“Ethics at arm's length”: Kate Crawford book excerpt

Cárcel Santiago 1 prison in Chile Photo (detail): Benjamin Gremler / Unsplash

In her latest book Atlas of AI leading scholar Kate Crawford writes on how the global networks underpinning artificial intelligence (AI) technology are damaging the environment, entrenching inequality and fuelling a shift toward undemocratic governance.

Kate Crawford

Whether it’s online translation tools arbitrarily assigning genders to certain professions or facial recognition software misidentifying black faces, there are numerous examples these days of bias generated by artificial intelligence (AI).
Most AI systems reflect characteristics of the dominant voice in their code and in the data they use to learn, and that is male and white. But this process of bias didn’t just show up overnight, it’s the result of decades of developments in the field, as researchers slowly disconnected with the subjects they were investigating according to Australian AI expert Kate Crawford. It’s a process that creatives have recently begun using to inspire their art, as people such as Caroline Sinders and Joy Buolamwini are showing.
In her new book Atlas of AI, Crawford examines the burgeoning growth of AI in an environment where “ethical questions (are separated) away from the technical.” The following excerpt from her book is entitled “Ethics at arm’s length.”

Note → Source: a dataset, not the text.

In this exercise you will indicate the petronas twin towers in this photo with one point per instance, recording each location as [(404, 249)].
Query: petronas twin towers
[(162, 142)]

'Atlas of AI' book cover © Yale University Press The great majority of university-based AI research is done without any ethical review process. But if machine learning techniques are being used to inform decisions in sensitive domains like education and health care, then why are they not subject to greater review? To understand that, we need to look at the precursor disciplines of artificial intelligence. Before the emergence of machine learning and data science, the fields of applied mathematics, statistics, and computer science had not historically been considered forms of research on human subjects.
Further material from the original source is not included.